It was honors even on Thursday between Hun Many and Sar Sokha—the sons of Prime Minister Hun Sen and Interior Minister Sar Kheng—as they drew 4-4 in a star-studded charity match organized by the CPP’s youth wing.
The match at Olympic Stadium, organized the Union of Youth Federations of Cambodia (UYFC), headed by Mr. Many, was a highly orchestrated affair, with hundreds of the group’s teenage members flying UYFC flags.
Mr. Sokha, a CPP lawmaker like Mr. Many, also had a loyal fan base, with a small section of the main stand wearing blue jerseys with his name emblazoned on the back.
Prior to the match, which raised money for the Kantha Bopha Children’s Hospital, the crowd of about 5,000 rose inside Olympic Stadium as the premier’s youngest son entered and delivered a speech lauding the development of sports in the country.
Mr.
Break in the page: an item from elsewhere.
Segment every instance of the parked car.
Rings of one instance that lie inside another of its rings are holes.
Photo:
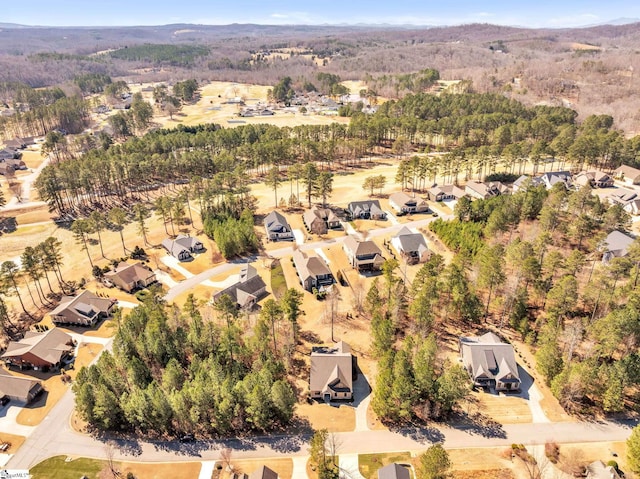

Many then changed out of his official UYFC attire and into a football kit, walking out of the tunnel with his team, which included national football team star Chan Vathanaka and comedian Ou Bunnarath, better known as Krem, behind a FIFA flag—although the game almost certainly was not being endorsed by world football’s governing body.
After the two teams shook hands, posed for a barrage of photographs and presented each other with kramas, the match got underway.
Despite the game being played at a snail’s pace, Mr. Many appeared a more skilled player than his father—an avid football fan—at least in his later years.
However, in a similar vein to the 2011 friendly football match between the Thai ruling party and Cambodian government officials—in which Mr. Hun Sen netted a bag of goals while his opponents stood around like statues—defenders seemed reluctant to tackle Mr. Many the few times he closed in on goal.
Mr. Many was not lucky to grab a goal himself, but provided one assist. Mr. Sokha was quiet in comparison.
The event, which was bookended with pop music performances and traditional dance shows, grew significantly in size after the sun set, with about 10,000 spectators inside the stadium with a soundtrack of thudding electro.
Information technology student Chea Meng Chiv, 18, said he enjoyed catching a glimpse of some of his favorite stars from the football pitch and the small screen.
The charity show seemed admirable, he added, but only if Mr. Many was doing it for selfless reasons.
“I think I support this,” he said. “But if he came here in order to boost his own support then I do not support that.”